The Nuclear Threat Initiative (NTI) this week published their Security Index: an academic framework designed to outline the relative levels of weapons-usable chemical material in existence worldwide. Constructed in partnership with the Economist Intelligence Unit – the intelligence arm of the Economist magazine – the Security Index is the first of its kind and seeks to initiate debate among governments, academics and defence professionals, as well as build consensus among them on the subject of global security against nuclear weapons and the development of materials such as highly-enriched uranium, separated plutonium, and unirradiated mixed oxide.

Australia topped the overall index as a country that continues to demonstrate an exemplary level of nuclear regulation and maintain low levels of weapons-usable chemical material. At the bottom of that list however, were some familiar names: North Korea, Pakistan, China, Iran and Vietnam (many of whom notably failed to co-operate with the NTI’s research team). The criteria imposed on each country by the NTI were broad, encompassing consideration of societal factors such as a country’s level of corruption, economic and political stability, and the extent to which transparency is evident, i.e., a country’s willingness to invite peer-review and sign up to treaties governing the production of chemical materials.
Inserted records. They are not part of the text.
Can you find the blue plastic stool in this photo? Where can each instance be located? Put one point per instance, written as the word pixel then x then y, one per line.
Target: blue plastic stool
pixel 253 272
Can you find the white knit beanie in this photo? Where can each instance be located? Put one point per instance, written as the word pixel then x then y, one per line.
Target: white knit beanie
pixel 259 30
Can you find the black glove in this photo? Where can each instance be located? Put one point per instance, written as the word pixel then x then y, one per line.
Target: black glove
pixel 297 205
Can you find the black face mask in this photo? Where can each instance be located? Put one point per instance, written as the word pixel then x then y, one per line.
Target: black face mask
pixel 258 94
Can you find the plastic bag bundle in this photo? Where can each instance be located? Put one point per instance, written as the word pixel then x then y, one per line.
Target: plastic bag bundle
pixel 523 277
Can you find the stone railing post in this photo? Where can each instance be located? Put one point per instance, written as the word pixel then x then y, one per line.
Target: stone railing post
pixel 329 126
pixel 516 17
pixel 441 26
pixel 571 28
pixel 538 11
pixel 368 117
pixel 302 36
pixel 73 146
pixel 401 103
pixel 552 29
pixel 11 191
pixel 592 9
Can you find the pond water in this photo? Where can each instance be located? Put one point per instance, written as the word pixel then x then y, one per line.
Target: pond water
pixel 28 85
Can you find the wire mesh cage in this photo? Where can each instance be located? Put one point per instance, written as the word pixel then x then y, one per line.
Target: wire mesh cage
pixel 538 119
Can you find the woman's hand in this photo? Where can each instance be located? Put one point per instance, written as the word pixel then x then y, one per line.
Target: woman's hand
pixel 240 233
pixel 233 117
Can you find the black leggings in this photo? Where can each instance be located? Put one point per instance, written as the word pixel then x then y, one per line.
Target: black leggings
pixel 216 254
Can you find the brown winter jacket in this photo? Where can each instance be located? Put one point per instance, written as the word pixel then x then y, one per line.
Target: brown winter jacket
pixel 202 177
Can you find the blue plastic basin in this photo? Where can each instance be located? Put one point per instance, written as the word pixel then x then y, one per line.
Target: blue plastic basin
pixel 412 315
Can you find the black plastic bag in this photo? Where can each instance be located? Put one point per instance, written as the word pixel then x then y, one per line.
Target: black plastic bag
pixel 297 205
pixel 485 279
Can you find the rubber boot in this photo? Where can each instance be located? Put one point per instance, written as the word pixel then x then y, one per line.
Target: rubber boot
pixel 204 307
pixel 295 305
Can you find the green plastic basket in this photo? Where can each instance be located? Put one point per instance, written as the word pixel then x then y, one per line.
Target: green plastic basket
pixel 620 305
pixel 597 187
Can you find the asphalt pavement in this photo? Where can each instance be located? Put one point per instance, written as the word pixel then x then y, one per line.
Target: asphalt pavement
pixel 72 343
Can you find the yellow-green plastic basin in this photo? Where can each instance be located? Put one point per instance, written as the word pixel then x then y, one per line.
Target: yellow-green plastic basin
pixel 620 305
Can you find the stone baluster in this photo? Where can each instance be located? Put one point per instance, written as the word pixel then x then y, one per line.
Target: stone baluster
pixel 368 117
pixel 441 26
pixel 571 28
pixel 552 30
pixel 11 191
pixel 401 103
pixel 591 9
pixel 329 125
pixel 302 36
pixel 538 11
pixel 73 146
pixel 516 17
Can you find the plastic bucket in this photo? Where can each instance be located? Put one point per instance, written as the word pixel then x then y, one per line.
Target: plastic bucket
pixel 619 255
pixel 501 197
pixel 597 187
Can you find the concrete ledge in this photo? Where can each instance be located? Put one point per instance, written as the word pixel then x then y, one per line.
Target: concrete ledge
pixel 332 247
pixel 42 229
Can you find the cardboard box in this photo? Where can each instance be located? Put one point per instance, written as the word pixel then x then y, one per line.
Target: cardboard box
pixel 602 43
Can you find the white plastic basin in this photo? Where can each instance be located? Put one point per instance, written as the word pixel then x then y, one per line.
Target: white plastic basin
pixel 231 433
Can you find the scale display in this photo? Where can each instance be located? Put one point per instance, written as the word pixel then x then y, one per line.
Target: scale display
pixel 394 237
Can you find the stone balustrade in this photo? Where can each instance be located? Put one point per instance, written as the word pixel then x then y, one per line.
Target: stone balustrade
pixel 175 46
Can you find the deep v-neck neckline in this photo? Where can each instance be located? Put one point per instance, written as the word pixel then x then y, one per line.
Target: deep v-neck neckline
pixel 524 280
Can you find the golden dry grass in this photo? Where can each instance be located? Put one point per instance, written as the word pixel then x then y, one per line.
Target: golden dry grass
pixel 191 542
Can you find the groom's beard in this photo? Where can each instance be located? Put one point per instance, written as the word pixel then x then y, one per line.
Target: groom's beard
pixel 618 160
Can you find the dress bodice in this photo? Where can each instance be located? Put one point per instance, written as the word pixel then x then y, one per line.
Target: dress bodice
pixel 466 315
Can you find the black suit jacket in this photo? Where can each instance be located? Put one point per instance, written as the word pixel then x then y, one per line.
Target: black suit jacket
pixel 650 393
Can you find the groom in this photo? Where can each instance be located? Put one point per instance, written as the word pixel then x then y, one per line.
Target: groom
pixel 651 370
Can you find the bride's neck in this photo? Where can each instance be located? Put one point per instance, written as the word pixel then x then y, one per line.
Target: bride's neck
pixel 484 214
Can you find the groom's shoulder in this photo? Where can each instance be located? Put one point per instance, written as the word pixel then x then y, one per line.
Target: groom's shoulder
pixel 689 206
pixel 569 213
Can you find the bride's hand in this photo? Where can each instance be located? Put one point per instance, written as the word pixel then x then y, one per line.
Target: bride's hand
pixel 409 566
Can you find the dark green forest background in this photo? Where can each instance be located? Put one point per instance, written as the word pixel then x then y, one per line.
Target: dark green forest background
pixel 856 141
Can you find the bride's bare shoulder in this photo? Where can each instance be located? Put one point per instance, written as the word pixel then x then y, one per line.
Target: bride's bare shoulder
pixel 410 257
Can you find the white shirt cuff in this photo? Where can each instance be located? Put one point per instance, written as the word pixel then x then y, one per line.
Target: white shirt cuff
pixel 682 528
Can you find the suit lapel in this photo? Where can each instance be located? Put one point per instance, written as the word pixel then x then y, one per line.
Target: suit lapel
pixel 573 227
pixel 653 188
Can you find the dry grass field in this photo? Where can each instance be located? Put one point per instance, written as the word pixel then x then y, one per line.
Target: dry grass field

This week also saw an announcement from the Bulletin of Atomic Scientists (BAS) that the infamous measure of the possibility of nuclear war and global disaster, the Doomsday Clock, would be moved a minute closer to midnight – indicating the enormity of the task ahead. If the NTI Index is not, strictly speaking, a call to disarmament it candidly reiterates the still very real danger of unregulated nuclear production and the widespread lack of governmental accountability.

The strength of the Security Index lies not in its assessment of nations, such as Australia, that score highly but by way of the fact that it draws attention to countries with the lowest scores. It comes as no surprise that many of the countries mentioned by the BAS as being primarily responsible for the recent amendment of the Doomsday Clock are those that failed to comply with the Security Index. The NTI will have to escalate its efforts and sharpen its teeth – in much the same way as Human Rights Watch has to counter international human rights breaches – to stop it merely being a back-slapping exercise for the virtuous.